From: H. Friedlander & S. Milton, "Archives of the Holocaust," Vol. 20, New York, 1993, p. 26-27.
21 June 1933
National Socialist Workers Union of Ullstein
To: Chancellors Office
Wilhelmstrasse
BerlinAs the head of the National Socialist Workers Union of the Ullstein publishing house, which is one of the largest unions in the Berlin Gau, I have the difficult duty of writing to you with a request to examine the following problem and solving it as soon as possible.
On the official boycott day, Ullstein Publishers were exempted from the boycotted businesses because of its being essential. Now the firm is suffering very much from the boycott. Because of the quantity of weekly and monthly workers being laid off, there is growing unrest among the employees of whom a large part are Party members and even a larger part are members of the union. The employees implore me to seek help from the authorities so that the livelihood of thousands of our compatriots will not be endangered. The number of volumes printed by the publishing house is about half what it used to be. I am informed daily of hair-raising stories about the boycott. A director of one of our agencies is being refused entry to the Party on grounds of his being an employee of our publishing house and as such an enemy of the movement.
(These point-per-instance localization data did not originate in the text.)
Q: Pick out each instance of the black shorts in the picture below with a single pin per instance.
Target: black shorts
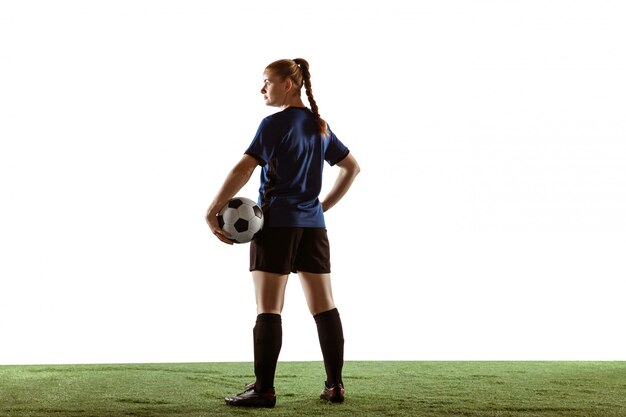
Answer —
(282, 250)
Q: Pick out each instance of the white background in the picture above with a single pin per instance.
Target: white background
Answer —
(488, 221)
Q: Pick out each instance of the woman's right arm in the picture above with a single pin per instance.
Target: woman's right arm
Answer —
(348, 170)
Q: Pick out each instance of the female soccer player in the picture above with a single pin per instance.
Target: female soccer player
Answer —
(291, 146)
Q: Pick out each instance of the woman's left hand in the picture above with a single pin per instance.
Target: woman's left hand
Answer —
(211, 219)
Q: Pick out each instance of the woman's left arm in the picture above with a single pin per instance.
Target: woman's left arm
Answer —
(235, 180)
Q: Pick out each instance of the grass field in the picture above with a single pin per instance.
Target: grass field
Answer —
(489, 389)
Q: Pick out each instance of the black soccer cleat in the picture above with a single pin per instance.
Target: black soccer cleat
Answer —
(334, 394)
(251, 398)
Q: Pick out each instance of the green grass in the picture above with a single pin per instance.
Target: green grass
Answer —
(485, 389)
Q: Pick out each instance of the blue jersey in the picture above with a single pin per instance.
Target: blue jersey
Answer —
(292, 152)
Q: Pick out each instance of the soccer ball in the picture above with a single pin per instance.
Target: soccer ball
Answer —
(242, 218)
The head of the Party chapter apparently is not aware of the implications of such an explanation. If so, we should all feel we are the enemies of the party in our being employed by the publisher and making our living. However the situation at the publishing house has changed remarkably. All the Jewish editors were fired and Christians hired in their place....
....The party presented the management with a list of 25 editors who according to them were of the highest professional standard, with a recommendation to employ them. The publishers acted on that list, but a substantial part of them turned out to be unqualified....
I also have to note that there are many things in our struggle against Jewry that are unclear to me. After a long struggle, we have obtained the discharge of another 35 Jews, among them Dr. Erloeser. In this case the management informed us that a certain Ministry applied to them with the request to leave Dr. Erloeser in his post.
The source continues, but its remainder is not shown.